Mas o pior ainda estaria por vir.
Evidentemente, ao fazerem isso, certamente foram questionados por muitos sobre
a validade dessa prática. Então, para darem ainda mais respaldo a essa prática,
resolveram fazer um outro revisionismo histórico ainda mais absurdo: Resolveram
declarar que não foram os romanos que inventaram a Saturnália, e sim Adam
(Adão)! Tenho certeza de que alguns leitores irão reler a frase anterior
algumas vezes, tamanha a perplexidade com a afirmação feita. Porém, é fato
muito bem documentado no Talmud, que diz:
Disse R. Hanan b. Raba: A Calenda é
observada oito dias depois do equinócio. A Saturnália nos oito dias que
antecedem o equinócio. Como um mnemônico, tome o verso: 'Tu me cercaste por
detrás e diante.' [Sl. 139:5] Nossos rabinos ensinaram: Quando Adam, o
primeiro, viu o dia gradualmente tornar-se mais curto, disse: 'Ai de mim,
talvez porque pequei, o mundo à minha volta está se escurecendo e retornando ao
seu estado de caos e confusão.

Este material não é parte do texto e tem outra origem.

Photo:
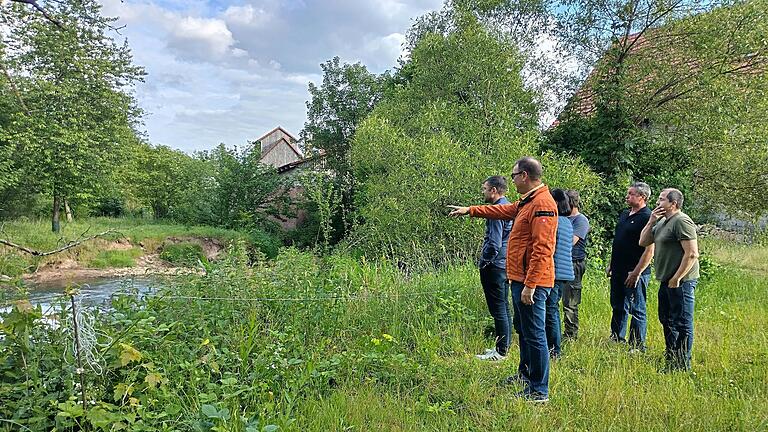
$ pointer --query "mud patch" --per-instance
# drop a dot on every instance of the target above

Este, portanto, é o tipo de morte ao qual fui
sentenciado pelos céus! Então começou a observar um jejum de oito dias. Mas, à
medida que observava o solstício de inverno, notou que o dia se tornava cada
vez mais longo, e disse: 'Este é o decurso do mundo,' e passou a observar uma
festa de oito dias. No ano seguinte, apontou a ambos por festividades. Agora,
ele os apontou em razão dos céus, mas os [pagãos] os apontaram em razão da
idolatria. (b. Avodá Zará 8a)
A primeira afirmativa é talvez a mais
absurda. Repare que os p'rushim (fariseus) tentam justificar a
Saturnália e a Calenda (outra festa pagã romana, de que se sabe pouco hoje em
dia) através de Tehilim/Salmos 139:5! Vejamos o que diz o salmo, em contexto:
Tu me cercas por trás e por diante e
sobre mim pões a mão. Tal conhecimento é maravilhoso demais para mim: é
sobremodo elevado, não o posso atingir. Para onde me ausentarei da tua Ruach?
Para onde fugirei da tua face? (Tehilim/Salmos 139:5-7)
O texto, obviamente, não tem nenhuma
relação com a Saturnália, e qualquer tentativa de associá-lo a essa prática
pagã já foge do âmbito do absurdo, e faz incursão na esfera do delírio total e
absoluto!
Além disso, a tentativa de afirmar
que Adam teria inventado a Saturnália é igualmente um absurdo que não merece
sequer ser comentado.
Paralelos em Outras Religiões Pagãs
Os costumes incorporados pelos
p'rushim (fariseus) na celebração de Chanuká também encontram semelhanças com
outras religiões que também foram influenciadas pela celebração do solstício de
inverno.
Um exemplo claro disso é o Diwali, o “Festival
das Luzes” do Hinduísmo, cujas celebrações também herdaram o costume das
luzes do solstício de inverno.
O termo "diwali" vem
do hindu, que significa "fileira de lâmpadas". O significado
espiritual do Diwali é "a luz que retorna à escuridão". Por
essa razão, nas casas, as famílias costumam acender as velas do Diwali para
protegê-las do mal, pois Diwali simboliza a vitória
sobre demônios.
Acima, uma imagem demonstra o
acendimento de velas (preferencialmente velas utilizando óleo) no Diwali. As
semelhanças, infelizmente, não são mera coincidência.